Restaurants open and close regularly in Richmond, which is to be expected in a city with such an established culture of dining out. It’s common for me to look a restaurant up on a blog and read “Such and such used to be such and such, and before that it was such and such owned by so and so.” There’s always someone new willing to give the restaurant game a try, and that’s why the old Sea Harbour location didn’t have a chance of staying empty too long.
It’s a stand-alone building on the west side of No. 3 Road, left behind when Sea Harbour Restaurant decided to set up shop in River Rock Casino and Resort instead (a very wise move, of course). The restaurant is visible from the Canada Line, and every time I rode past it looked so sad and empty.
But do not worry– it is now renewed!

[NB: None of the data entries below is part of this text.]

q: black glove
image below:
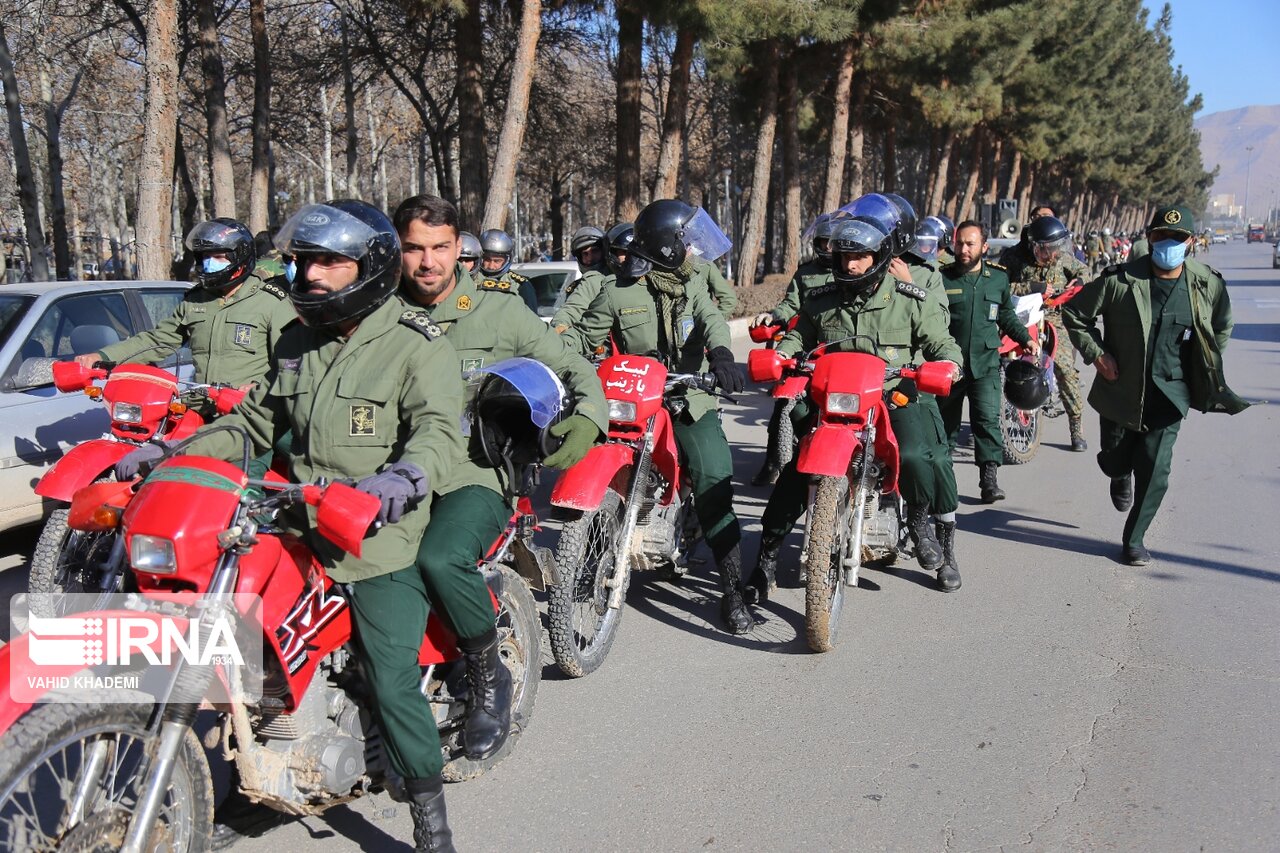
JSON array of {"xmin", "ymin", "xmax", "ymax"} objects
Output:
[
  {"xmin": 707, "ymin": 347, "xmax": 746, "ymax": 394},
  {"xmin": 356, "ymin": 462, "xmax": 431, "ymax": 525},
  {"xmin": 115, "ymin": 442, "xmax": 169, "ymax": 483}
]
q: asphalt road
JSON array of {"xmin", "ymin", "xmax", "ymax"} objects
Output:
[{"xmin": 0, "ymin": 243, "xmax": 1280, "ymax": 853}]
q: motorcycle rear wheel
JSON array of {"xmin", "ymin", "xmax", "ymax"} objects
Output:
[
  {"xmin": 0, "ymin": 703, "xmax": 214, "ymax": 853},
  {"xmin": 804, "ymin": 476, "xmax": 860, "ymax": 652},
  {"xmin": 547, "ymin": 489, "xmax": 631, "ymax": 679}
]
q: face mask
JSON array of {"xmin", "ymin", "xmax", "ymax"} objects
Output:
[
  {"xmin": 201, "ymin": 257, "xmax": 232, "ymax": 273},
  {"xmin": 1151, "ymin": 240, "xmax": 1187, "ymax": 269}
]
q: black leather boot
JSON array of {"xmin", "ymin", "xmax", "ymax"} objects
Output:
[
  {"xmin": 978, "ymin": 462, "xmax": 1005, "ymax": 503},
  {"xmin": 906, "ymin": 503, "xmax": 942, "ymax": 571},
  {"xmin": 404, "ymin": 776, "xmax": 456, "ymax": 853},
  {"xmin": 458, "ymin": 630, "xmax": 512, "ymax": 761},
  {"xmin": 718, "ymin": 546, "xmax": 755, "ymax": 634},
  {"xmin": 742, "ymin": 534, "xmax": 782, "ymax": 605},
  {"xmin": 937, "ymin": 521, "xmax": 960, "ymax": 592}
]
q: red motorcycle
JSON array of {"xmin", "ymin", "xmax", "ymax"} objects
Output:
[
  {"xmin": 1000, "ymin": 280, "xmax": 1083, "ymax": 465},
  {"xmin": 548, "ymin": 355, "xmax": 716, "ymax": 678},
  {"xmin": 0, "ymin": 442, "xmax": 541, "ymax": 850},
  {"xmin": 748, "ymin": 336, "xmax": 954, "ymax": 652},
  {"xmin": 27, "ymin": 361, "xmax": 244, "ymax": 615}
]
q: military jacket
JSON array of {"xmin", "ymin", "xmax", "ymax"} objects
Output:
[
  {"xmin": 414, "ymin": 264, "xmax": 609, "ymax": 494},
  {"xmin": 192, "ymin": 298, "xmax": 465, "ymax": 581},
  {"xmin": 552, "ymin": 268, "xmax": 613, "ymax": 332},
  {"xmin": 773, "ymin": 259, "xmax": 833, "ymax": 323},
  {"xmin": 99, "ymin": 275, "xmax": 298, "ymax": 386},
  {"xmin": 778, "ymin": 275, "xmax": 963, "ymax": 388},
  {"xmin": 564, "ymin": 275, "xmax": 732, "ymax": 420},
  {"xmin": 942, "ymin": 260, "xmax": 1030, "ymax": 379}
]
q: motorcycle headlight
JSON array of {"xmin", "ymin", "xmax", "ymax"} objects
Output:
[
  {"xmin": 129, "ymin": 534, "xmax": 178, "ymax": 575},
  {"xmin": 827, "ymin": 394, "xmax": 859, "ymax": 415},
  {"xmin": 609, "ymin": 400, "xmax": 636, "ymax": 420},
  {"xmin": 111, "ymin": 403, "xmax": 142, "ymax": 424}
]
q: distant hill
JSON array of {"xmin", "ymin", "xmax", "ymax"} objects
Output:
[{"xmin": 1196, "ymin": 104, "xmax": 1280, "ymax": 219}]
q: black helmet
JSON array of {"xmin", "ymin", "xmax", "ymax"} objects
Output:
[
  {"xmin": 1027, "ymin": 216, "xmax": 1071, "ymax": 264},
  {"xmin": 568, "ymin": 225, "xmax": 609, "ymax": 266},
  {"xmin": 471, "ymin": 357, "xmax": 567, "ymax": 494},
  {"xmin": 275, "ymin": 199, "xmax": 401, "ymax": 329},
  {"xmin": 458, "ymin": 231, "xmax": 484, "ymax": 261},
  {"xmin": 187, "ymin": 216, "xmax": 257, "ymax": 291},
  {"xmin": 1005, "ymin": 360, "xmax": 1050, "ymax": 411},
  {"xmin": 831, "ymin": 216, "xmax": 893, "ymax": 289},
  {"xmin": 604, "ymin": 222, "xmax": 653, "ymax": 278},
  {"xmin": 480, "ymin": 228, "xmax": 516, "ymax": 275}
]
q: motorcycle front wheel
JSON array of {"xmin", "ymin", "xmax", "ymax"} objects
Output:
[
  {"xmin": 804, "ymin": 476, "xmax": 860, "ymax": 652},
  {"xmin": 0, "ymin": 703, "xmax": 214, "ymax": 853},
  {"xmin": 547, "ymin": 489, "xmax": 631, "ymax": 679}
]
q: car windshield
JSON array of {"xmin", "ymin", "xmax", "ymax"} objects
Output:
[{"xmin": 0, "ymin": 293, "xmax": 36, "ymax": 346}]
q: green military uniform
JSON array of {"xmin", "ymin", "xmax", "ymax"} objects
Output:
[
  {"xmin": 417, "ymin": 264, "xmax": 608, "ymax": 638},
  {"xmin": 193, "ymin": 298, "xmax": 468, "ymax": 779},
  {"xmin": 552, "ymin": 268, "xmax": 613, "ymax": 333},
  {"xmin": 99, "ymin": 275, "xmax": 297, "ymax": 387},
  {"xmin": 941, "ymin": 260, "xmax": 1030, "ymax": 465},
  {"xmin": 1007, "ymin": 250, "xmax": 1092, "ymax": 438},
  {"xmin": 564, "ymin": 263, "xmax": 741, "ymax": 562},
  {"xmin": 1064, "ymin": 247, "xmax": 1248, "ymax": 548},
  {"xmin": 760, "ymin": 275, "xmax": 961, "ymax": 539}
]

Tin Tin Seafood Harbour Restaurant has moved in, and the building is alive and bustling once again.
I don’t exactly know why they chose the name they did, but it’s certainly not the only Tin Tin Chinese restaurant in North America. The best I could come up with while googling “Tin Tin” and “China” was Tintin in Tibet, which, according to a number of Tintinologists, is regarded as one of the best in the Tintin series. While that’s the closest I can get to knowing the restaurant name’s origins, at least I now know that “Tintinologists” exist.
The restaurant is large, shiny and new, and quite busy. I had two friends with me, and we ordered dim sum.
My favourite dishes were the first two that came out, which is probably because they were vegetables (I didn’t exactly eat ‘light fare’ over the weekend and my body has been crying out for green). The pan-fried long broccoli with ginger ($8.99) was excellent – perfectly cooked, bright in colour, and tasting of fresh ginger.
The pan-fried sliced pork with green beans in XO sauce ($7.99) was also wonderful, with tender pork, crunchy green beans and XO sauce that was sweeter than I’m used to, but still good.
I would honestly go back to Tin Tin just to have these two dishes and a bowl of rice; with those, I’d be utterly satisfied. Plus, they put a bird on it.
We also had the steamed shao mai (shumai) dumplings ($4.95). I rarely order them, but we figured we would give them a go at Tin Tin. Shao mai are wrinkly little open-faced dumplings, with wrappers closed around filling and the tops left exposed. They’re usually steamed, and filled with a mixture of pork and/or shrimp.
These ones were good – very flavourful, with delicate wrappers and well-seasoned pork, shrimp, and Chinese mushroom filling. They were garnished with little dollops of glistening orange roe.
The fried crab and shrimp cakes ($5.25) were round, flat discs of crispy fried batter. My guess is that they use two wonton-like wrappers that are filled, sealed, dipped in batter, and dropped in hot oil.
The filling was an incredibly juicy combination of crab meat and shrimp, and the cakes came with a sweet and sour sauce for dipping. I certainly wouldn’t want to eat more than one of these (I don’t even think I finished a whole one), but in small amounts, these are wicked crunchy rounds of scrumptiousness.
The last two dishes were less exciting. The pan-fried radish cakes with preserved meat ($4.65) weren’t nearly salty enough, and while we ate them I realized I order this dish time and time again.
I keep hoping to find radish cakes I liked as much as the ones I had at Lido (or the killer ones with XO sauce at Sea Harbour). Turns out, phenomenal radish cakes aren’t so easy to find. They’re elusive little guys, really.
The Chinese green onion pancake ($4.65) was also a disappointment – it wasn’t flaky and pastry-like at all, just dense and oily.
While I wouldn’t recommend these last two dishes, the others were certainly worth ordering, and Tin Tin was a very friendly place. They have their own parking lot, so you won’t be battling with others for places alongside a busy mall!
And obviously, if you consider yourself a Tintinologist, this is a MUST-visit for you. I assume cute little wire fox terriers must be left outside, however, even if they do assist you in your daily adventures.